RUMORS…Look for Sandpoint Satellite to move across Fifth Avenue to the old Alpine Designs shop soon. Also, look for the announcement of a major grocery store landing in Sandpoint or Ponderay by the end of the year. That was not really my mom at the chamber of commerce meeting last week but that was Chris Watkins, Bee circulation guy, winning the grand prize raffle basket worth $400, including a nice Lyman print. I bought him the ticket, though.
Look for the DSBA to take a more activist role in downtown Sandpoint with the departure of founder and president of the DSBA, Nancy Hadley. Also look for City Hall to hold its breath to see what is in store for the group now that Pierre Bordenave (an arch foe of the Sand Creek Byway) controls the reins of the $100,000 annual budget derived from the Business Improvement District.
Pierre did a great job with Mardi Gras and has spent many volunteer hours on DSBA projects. Maybe the DSBA will decide downtown Sandpoint needs its attention with or without a Sand Creek Byway and will keep politics out of the mix.

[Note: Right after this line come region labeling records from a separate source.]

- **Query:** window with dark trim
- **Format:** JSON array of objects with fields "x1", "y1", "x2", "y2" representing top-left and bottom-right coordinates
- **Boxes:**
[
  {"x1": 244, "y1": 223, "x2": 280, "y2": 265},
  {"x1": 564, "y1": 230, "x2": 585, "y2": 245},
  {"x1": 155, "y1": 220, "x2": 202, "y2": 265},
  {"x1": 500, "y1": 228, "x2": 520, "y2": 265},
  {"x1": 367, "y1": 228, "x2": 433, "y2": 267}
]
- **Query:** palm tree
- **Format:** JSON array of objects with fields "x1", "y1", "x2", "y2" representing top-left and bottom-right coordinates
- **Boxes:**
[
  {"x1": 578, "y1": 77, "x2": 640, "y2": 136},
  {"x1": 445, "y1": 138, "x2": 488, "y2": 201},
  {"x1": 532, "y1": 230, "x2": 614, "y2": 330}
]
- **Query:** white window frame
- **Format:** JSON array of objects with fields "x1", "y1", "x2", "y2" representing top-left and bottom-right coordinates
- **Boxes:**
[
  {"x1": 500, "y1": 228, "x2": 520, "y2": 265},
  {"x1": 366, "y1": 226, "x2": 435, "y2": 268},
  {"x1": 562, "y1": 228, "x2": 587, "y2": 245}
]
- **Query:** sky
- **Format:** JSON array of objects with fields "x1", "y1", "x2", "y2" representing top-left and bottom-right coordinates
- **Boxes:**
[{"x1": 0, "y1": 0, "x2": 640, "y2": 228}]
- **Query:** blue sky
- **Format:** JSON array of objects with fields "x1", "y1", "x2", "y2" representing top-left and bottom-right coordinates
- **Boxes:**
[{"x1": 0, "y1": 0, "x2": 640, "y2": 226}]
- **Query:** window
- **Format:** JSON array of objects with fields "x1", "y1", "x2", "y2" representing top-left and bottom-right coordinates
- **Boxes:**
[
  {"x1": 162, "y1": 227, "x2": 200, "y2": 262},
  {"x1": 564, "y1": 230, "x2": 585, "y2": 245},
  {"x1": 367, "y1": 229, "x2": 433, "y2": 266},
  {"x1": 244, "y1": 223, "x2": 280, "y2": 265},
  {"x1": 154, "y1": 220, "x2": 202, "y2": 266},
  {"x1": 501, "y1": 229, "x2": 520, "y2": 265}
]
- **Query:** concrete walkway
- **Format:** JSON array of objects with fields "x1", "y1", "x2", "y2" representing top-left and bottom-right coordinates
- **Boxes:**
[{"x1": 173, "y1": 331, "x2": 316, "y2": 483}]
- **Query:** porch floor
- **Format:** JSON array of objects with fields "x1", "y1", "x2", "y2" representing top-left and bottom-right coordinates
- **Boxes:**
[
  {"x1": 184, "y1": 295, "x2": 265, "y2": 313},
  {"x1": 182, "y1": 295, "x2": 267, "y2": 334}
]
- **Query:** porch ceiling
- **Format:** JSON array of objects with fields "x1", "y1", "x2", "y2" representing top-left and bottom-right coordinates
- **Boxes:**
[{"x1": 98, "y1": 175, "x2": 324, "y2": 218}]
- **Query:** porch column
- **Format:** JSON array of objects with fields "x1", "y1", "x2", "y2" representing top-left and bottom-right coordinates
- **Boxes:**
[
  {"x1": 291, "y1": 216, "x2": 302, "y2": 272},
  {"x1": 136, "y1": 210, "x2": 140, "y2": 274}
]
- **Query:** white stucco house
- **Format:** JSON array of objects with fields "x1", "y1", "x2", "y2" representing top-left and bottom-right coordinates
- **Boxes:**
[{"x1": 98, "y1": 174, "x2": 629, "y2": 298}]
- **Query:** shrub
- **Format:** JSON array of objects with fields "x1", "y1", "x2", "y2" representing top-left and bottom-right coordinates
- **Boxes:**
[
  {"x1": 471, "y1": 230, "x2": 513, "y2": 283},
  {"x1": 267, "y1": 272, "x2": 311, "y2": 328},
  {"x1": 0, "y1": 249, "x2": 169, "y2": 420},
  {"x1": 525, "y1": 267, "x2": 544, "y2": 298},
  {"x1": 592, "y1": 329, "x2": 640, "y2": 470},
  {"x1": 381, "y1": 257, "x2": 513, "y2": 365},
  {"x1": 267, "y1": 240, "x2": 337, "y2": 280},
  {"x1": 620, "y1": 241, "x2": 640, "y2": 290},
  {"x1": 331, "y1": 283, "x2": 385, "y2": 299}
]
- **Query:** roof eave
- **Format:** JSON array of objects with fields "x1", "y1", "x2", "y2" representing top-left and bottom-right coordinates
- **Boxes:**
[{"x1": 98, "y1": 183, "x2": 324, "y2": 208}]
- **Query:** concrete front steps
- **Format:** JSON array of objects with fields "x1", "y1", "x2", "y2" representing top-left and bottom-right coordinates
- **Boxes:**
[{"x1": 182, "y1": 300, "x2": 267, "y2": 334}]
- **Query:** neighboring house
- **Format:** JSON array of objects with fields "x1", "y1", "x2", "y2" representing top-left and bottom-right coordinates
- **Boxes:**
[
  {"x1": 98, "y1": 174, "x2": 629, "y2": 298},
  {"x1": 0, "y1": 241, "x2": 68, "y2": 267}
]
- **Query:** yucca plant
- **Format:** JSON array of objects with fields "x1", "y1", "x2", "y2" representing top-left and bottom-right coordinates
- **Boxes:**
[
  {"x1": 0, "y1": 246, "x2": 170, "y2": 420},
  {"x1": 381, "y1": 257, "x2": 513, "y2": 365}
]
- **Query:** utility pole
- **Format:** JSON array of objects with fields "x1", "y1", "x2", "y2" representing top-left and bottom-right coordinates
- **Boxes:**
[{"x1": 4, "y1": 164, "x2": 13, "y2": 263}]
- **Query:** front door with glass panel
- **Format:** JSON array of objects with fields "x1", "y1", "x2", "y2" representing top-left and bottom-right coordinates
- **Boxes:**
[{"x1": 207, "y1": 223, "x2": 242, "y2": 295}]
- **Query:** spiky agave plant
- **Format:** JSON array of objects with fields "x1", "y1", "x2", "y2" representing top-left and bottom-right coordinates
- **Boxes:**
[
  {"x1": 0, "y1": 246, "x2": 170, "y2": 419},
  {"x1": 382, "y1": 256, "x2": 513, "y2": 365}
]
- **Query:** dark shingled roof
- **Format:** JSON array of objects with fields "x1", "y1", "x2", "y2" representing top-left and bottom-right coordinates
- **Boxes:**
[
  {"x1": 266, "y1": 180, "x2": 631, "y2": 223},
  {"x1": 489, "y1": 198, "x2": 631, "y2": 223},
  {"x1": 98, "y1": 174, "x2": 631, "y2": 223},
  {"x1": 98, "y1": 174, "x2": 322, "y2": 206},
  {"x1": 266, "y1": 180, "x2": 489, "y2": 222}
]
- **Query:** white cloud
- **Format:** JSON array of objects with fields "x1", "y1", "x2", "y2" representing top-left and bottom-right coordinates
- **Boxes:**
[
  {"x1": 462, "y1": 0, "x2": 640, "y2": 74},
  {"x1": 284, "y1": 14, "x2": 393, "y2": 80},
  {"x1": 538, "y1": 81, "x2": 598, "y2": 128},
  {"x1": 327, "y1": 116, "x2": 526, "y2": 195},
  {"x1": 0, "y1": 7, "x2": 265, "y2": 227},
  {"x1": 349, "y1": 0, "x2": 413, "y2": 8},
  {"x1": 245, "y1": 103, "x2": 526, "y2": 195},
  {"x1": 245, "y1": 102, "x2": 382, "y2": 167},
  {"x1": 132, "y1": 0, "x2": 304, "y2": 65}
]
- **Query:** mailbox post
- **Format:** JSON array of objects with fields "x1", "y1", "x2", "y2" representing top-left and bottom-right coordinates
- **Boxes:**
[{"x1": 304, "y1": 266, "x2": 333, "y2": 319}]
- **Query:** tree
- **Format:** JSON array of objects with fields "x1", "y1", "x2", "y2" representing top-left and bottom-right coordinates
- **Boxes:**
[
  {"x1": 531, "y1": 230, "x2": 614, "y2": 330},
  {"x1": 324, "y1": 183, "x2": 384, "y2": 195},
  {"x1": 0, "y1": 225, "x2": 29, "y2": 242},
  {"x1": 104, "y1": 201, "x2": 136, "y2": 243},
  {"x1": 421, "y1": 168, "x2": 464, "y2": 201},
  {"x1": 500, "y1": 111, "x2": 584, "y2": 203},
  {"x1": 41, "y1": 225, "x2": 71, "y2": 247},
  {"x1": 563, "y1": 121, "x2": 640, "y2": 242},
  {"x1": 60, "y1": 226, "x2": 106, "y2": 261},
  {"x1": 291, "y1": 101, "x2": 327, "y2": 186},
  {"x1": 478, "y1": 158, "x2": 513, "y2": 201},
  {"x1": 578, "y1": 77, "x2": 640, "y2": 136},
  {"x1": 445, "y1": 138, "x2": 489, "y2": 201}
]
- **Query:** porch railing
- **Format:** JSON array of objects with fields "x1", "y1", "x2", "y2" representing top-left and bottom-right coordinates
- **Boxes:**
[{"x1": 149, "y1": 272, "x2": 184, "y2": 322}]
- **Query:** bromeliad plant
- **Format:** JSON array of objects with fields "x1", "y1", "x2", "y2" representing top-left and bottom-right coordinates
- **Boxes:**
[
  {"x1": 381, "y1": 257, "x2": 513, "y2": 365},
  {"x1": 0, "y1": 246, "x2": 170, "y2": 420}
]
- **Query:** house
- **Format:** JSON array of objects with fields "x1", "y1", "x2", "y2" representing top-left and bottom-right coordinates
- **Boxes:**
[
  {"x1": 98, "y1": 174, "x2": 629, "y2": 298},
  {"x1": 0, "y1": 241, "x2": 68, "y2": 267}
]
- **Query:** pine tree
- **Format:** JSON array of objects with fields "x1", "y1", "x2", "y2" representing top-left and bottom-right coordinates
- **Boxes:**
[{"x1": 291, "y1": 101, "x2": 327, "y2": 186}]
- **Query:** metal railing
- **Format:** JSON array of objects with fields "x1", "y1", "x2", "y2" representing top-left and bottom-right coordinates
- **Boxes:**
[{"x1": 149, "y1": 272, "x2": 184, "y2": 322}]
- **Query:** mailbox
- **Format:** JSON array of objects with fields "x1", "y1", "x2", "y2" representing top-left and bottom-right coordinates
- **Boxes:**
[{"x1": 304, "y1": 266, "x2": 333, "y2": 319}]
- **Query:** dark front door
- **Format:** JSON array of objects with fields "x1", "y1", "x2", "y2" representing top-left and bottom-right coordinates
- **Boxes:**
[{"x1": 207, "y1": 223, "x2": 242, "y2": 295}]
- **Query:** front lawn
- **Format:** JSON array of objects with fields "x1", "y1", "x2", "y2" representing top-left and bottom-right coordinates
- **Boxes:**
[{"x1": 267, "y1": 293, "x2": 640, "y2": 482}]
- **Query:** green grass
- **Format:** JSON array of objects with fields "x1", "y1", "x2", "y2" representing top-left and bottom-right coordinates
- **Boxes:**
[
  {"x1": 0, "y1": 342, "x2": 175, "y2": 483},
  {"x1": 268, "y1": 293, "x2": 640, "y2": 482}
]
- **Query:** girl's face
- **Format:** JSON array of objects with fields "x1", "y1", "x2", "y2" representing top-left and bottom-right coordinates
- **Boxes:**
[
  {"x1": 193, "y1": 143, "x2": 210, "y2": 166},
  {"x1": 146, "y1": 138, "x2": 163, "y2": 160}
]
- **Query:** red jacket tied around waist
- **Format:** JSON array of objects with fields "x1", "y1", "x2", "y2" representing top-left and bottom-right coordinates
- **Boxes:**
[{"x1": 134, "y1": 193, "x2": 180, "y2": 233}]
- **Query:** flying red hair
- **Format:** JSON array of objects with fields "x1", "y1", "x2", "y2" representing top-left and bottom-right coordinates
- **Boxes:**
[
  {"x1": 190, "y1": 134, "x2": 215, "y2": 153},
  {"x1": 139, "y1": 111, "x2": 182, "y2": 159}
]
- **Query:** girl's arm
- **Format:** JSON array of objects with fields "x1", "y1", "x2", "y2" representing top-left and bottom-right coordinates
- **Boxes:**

Happy Day After Valentine's Day to my wife, Marlisa; daughter, Olivia; son, Austin; and mother-in-law, Nancy. My father in law, Blaine, is too tough to say such sappy things to but I love you all. I also saved $15 in Hallmark cards by doing it this way.
Joe Wythe sent me the following Email, I hope you enjoy:
YOU KNOW YOU LIVE IN 2005 WHEN …
1. You accidentally enter your password on the microwave.
2. You haven't played solitaire with real cards in years.
3. You have a list of 16 phone numbers to reach your family of four.
4. You e-mail the person who works at the desk next to you.
5. Your reason for not staying in touch with friends and family is that they
don't have e-mail addresses.
6. You go home after a long day at work you still answer the phone in a
business manner.
7. You make phone calls from home, you accidentally dial "9" to get an
outside line.
8. You've sat at the same desk for four years and worked for three different companies.
10. You learn about your redundancy on the 11 o'clock news.
11. Your boss doesn't have the ability to do your job.
12. You pull up in your own driveway and use your cell phone to see if
anyone is home.
13. Every commercial on television has a website at the bottom of the
screen.
14. Leaving the house without your cell phone, which you didn't have the
first 20 or 30 (or 60) years of your life, is now a cause for panic and you
turn around to go and get it.
15. You get up in the morning and go online before getting your coffee.
16. You start tilting your head sideways to smile. :)
17. You're reading this and nodding and laughing.
18. Even worse, you know exactly to whom you are going to forward this
message.
19. You are too busy to notice there was no #9 on this list.
20. You actually scrolled back up to check that there wasn't a #9 on this list.
? David Keyes is publisher of the Bee. His column runs Tuesdays.